The same data augmentation techniques should be applied on both methods being compared. Getting a better result on a benchmark because of data augmentation does not mean the method was better suited for the task. By controlling these factors, a fair comparison can be made.

There are many forms of augmentation available for image tasks in particular. Rotating, translating, and scaling images are the most common. Additionally applying random crops can further augment the dataset.

The original dataset may only include samples of a class that have similar lighting. Color jitter is an effective way of including a broader range of hue or brightness and usually leads to a model that is robust to such changes.

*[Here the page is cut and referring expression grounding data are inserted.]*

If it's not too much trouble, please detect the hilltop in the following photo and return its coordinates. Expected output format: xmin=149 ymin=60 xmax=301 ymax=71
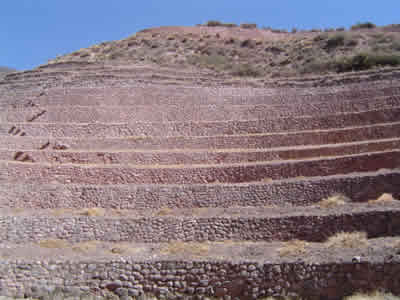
xmin=46 ymin=22 xmax=400 ymax=78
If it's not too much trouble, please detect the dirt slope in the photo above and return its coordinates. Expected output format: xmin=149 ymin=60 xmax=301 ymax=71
xmin=46 ymin=23 xmax=400 ymax=78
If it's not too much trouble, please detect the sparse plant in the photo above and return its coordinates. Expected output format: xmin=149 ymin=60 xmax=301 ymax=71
xmin=205 ymin=20 xmax=237 ymax=27
xmin=391 ymin=40 xmax=400 ymax=51
xmin=231 ymin=63 xmax=261 ymax=77
xmin=240 ymin=39 xmax=254 ymax=48
xmin=206 ymin=20 xmax=223 ymax=27
xmin=334 ymin=52 xmax=400 ymax=72
xmin=240 ymin=23 xmax=257 ymax=29
xmin=325 ymin=33 xmax=346 ymax=49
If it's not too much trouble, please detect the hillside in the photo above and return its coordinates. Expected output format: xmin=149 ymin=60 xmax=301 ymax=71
xmin=0 ymin=66 xmax=15 ymax=78
xmin=0 ymin=23 xmax=400 ymax=300
xmin=47 ymin=22 xmax=400 ymax=78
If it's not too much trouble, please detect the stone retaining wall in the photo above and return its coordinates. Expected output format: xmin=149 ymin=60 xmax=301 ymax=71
xmin=0 ymin=209 xmax=399 ymax=244
xmin=3 ymin=151 xmax=400 ymax=184
xmin=28 ymin=83 xmax=400 ymax=106
xmin=2 ymin=139 xmax=399 ymax=165
xmin=2 ymin=95 xmax=399 ymax=123
xmin=2 ymin=122 xmax=399 ymax=151
xmin=1 ymin=171 xmax=399 ymax=209
xmin=0 ymin=259 xmax=399 ymax=300
xmin=1 ymin=107 xmax=399 ymax=138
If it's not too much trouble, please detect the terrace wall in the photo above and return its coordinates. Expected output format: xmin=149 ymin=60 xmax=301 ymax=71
xmin=1 ymin=171 xmax=399 ymax=209
xmin=0 ymin=209 xmax=399 ymax=244
xmin=0 ymin=259 xmax=399 ymax=300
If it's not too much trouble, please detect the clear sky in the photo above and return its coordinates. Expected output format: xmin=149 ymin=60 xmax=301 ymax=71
xmin=1 ymin=0 xmax=399 ymax=70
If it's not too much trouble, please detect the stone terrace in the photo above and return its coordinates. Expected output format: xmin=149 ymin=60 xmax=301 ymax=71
xmin=0 ymin=62 xmax=400 ymax=300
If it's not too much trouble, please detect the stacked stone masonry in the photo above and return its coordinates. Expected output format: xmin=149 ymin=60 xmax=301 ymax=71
xmin=0 ymin=208 xmax=399 ymax=244
xmin=0 ymin=259 xmax=399 ymax=300
xmin=1 ymin=58 xmax=400 ymax=300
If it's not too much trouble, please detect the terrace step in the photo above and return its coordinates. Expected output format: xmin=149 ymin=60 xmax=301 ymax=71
xmin=0 ymin=237 xmax=399 ymax=299
xmin=3 ymin=81 xmax=400 ymax=108
xmin=2 ymin=138 xmax=399 ymax=165
xmin=0 ymin=204 xmax=399 ymax=244
xmin=2 ymin=170 xmax=398 ymax=209
xmin=1 ymin=122 xmax=399 ymax=151
xmin=2 ymin=95 xmax=400 ymax=123
xmin=1 ymin=107 xmax=399 ymax=138
xmin=0 ymin=237 xmax=397 ymax=264
xmin=2 ymin=150 xmax=399 ymax=185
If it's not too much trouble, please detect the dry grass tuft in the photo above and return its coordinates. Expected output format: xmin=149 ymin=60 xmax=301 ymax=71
xmin=51 ymin=208 xmax=75 ymax=216
xmin=261 ymin=177 xmax=273 ymax=183
xmin=156 ymin=207 xmax=173 ymax=216
xmin=345 ymin=291 xmax=400 ymax=300
xmin=38 ymin=239 xmax=70 ymax=249
xmin=72 ymin=241 xmax=100 ymax=253
xmin=161 ymin=241 xmax=210 ymax=257
xmin=11 ymin=208 xmax=25 ymax=214
xmin=368 ymin=193 xmax=397 ymax=205
xmin=390 ymin=239 xmax=400 ymax=250
xmin=79 ymin=207 xmax=106 ymax=217
xmin=109 ymin=243 xmax=145 ymax=255
xmin=318 ymin=194 xmax=350 ymax=208
xmin=278 ymin=239 xmax=308 ymax=257
xmin=110 ymin=247 xmax=126 ymax=254
xmin=325 ymin=232 xmax=368 ymax=249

It is important to make sure that the crops still contain enough information to properly classify it. Common forms of data augmentation are available through APIs like torchvision.

Early Stopping

If the validation loss begins to increase while the training loss continues to decrease, this is a clear indication that the model is beginning to overfit the training data. Stopping the model in this case is the best way to prevent this. Frameworks like PyTorch Lightning include features to checkpoing the models based on best validation loss and stop the model whenever the validation loss begins to diverge.

Dropout

Dropout is a regularization method introduced by <&srivastavaDropoutSimpleWay2014> which is motivated by ensemble methods. Ensembles of models are regularized by the fact that many different models are trained on random permutations of the dataset with varying parameters and initializations. Using an ensemble of networks is a powerful way of increasing generalization performance. However, it requires much more compute due to the fact that several models must be trained.

Training a single network with dropout approximates training several models in an ensemble. It works by randomly removing a node from the network during a forward/backward pass. The node is not truly removed. Instead, its output during the forward and backward passes is ignored via a binary mask.

When training a network with dropout, it will generally take longer for the model to converge to a solution. Intuitively, this is because a different subnetwork is being used for each pass.